Once both endpoints are marked, Git will check out a commit to test, that is, the current node in the binary search. The user must then perform the required testing to determine whether or not the current node suffers from the same regression. If so, mark the commit as bad, using git bisect bad, or if not, mark the commit as good, using git bisect good. It is also possible to skip testing the current commit, using git bisect skip, or by manually removing the commit from the current tree, via git reset --hard HEAD. Be aware that normally git reset --hard HEAD will delete a commit from the branch. During bisection, once the bounds have been established and Git begins suggesting commits for testing, Git checks out individual commits and their history, so deleting a commit won’t delete it from the original branch.
This cycle will continue until the first bad commit is found. Git will print the SHA1 of this commit, along with the commit information. Examining this commit should provide insight into what caused the regression. The bisection session can now be terminated via git bisect reset, which will remove any bisection state, and return the tree to the original state from which the bisection was started.
The manual testing above can be alleviated via the use of git bisect run, which will execute a script and then use the return value to mark a given commit as good, a return value of 0, or bad, any return value between 1 and 127, excluding 125. The script returning a value of 125 indicates that the current tree couldn’t be tested and should be skipped.
A patch represents a logical change, expressed as the addition and subtraction of file lines, to a source code tree. In the open source community, patches are the means of progress, so learning how to properly generate and structure patches is important for contributing.

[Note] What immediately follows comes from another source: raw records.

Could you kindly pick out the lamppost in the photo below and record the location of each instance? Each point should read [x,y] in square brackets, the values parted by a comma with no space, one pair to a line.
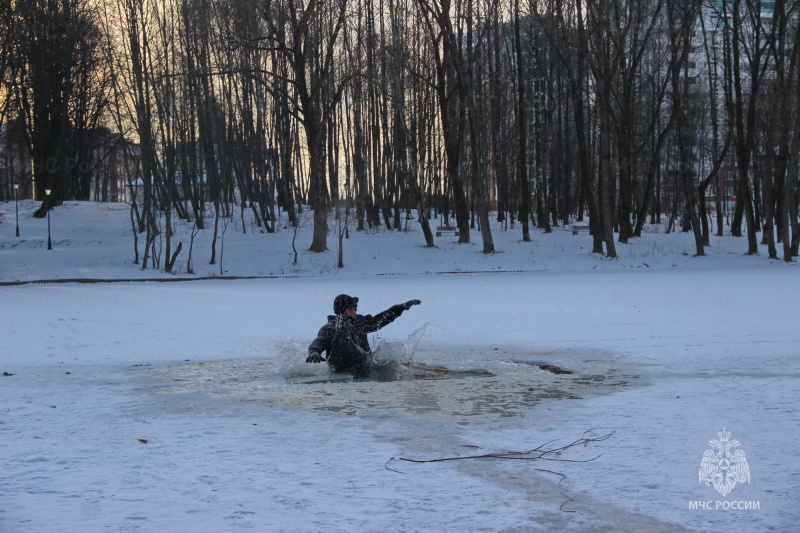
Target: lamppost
[16,207]
[49,242]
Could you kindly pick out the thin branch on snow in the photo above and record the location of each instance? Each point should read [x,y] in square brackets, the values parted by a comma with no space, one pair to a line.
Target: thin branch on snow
[542,452]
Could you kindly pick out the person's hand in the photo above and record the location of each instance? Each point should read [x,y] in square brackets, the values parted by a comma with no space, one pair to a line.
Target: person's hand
[314,357]
[409,303]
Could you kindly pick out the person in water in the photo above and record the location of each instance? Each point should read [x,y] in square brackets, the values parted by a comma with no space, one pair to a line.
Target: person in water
[344,337]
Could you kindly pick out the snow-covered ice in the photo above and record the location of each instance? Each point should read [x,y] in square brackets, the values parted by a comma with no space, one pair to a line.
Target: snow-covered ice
[169,407]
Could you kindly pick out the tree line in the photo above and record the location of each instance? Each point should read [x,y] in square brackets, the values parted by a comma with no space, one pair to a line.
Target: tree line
[536,112]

Typically, the process of writing code is messy and imperfect. When submitting patches, the patches need to present the solution, not the process, in a logical and organized manner. To accomplish this, the author typically keeps at least two branches for each endeavor, a messy development branch and a clean submission branch. The messy development branch will contain commits as progress is made, such as adding new code or fixing typos. The clean submission branch will rewrite the commit history of the development branch to separate the commits into logical changes. This can involve combining multiple commits into a single commit, removing unnecessary commits, editing commits to remove extra whitespace and newlines and ensuring that the formatting complies with the project’s formatting standards.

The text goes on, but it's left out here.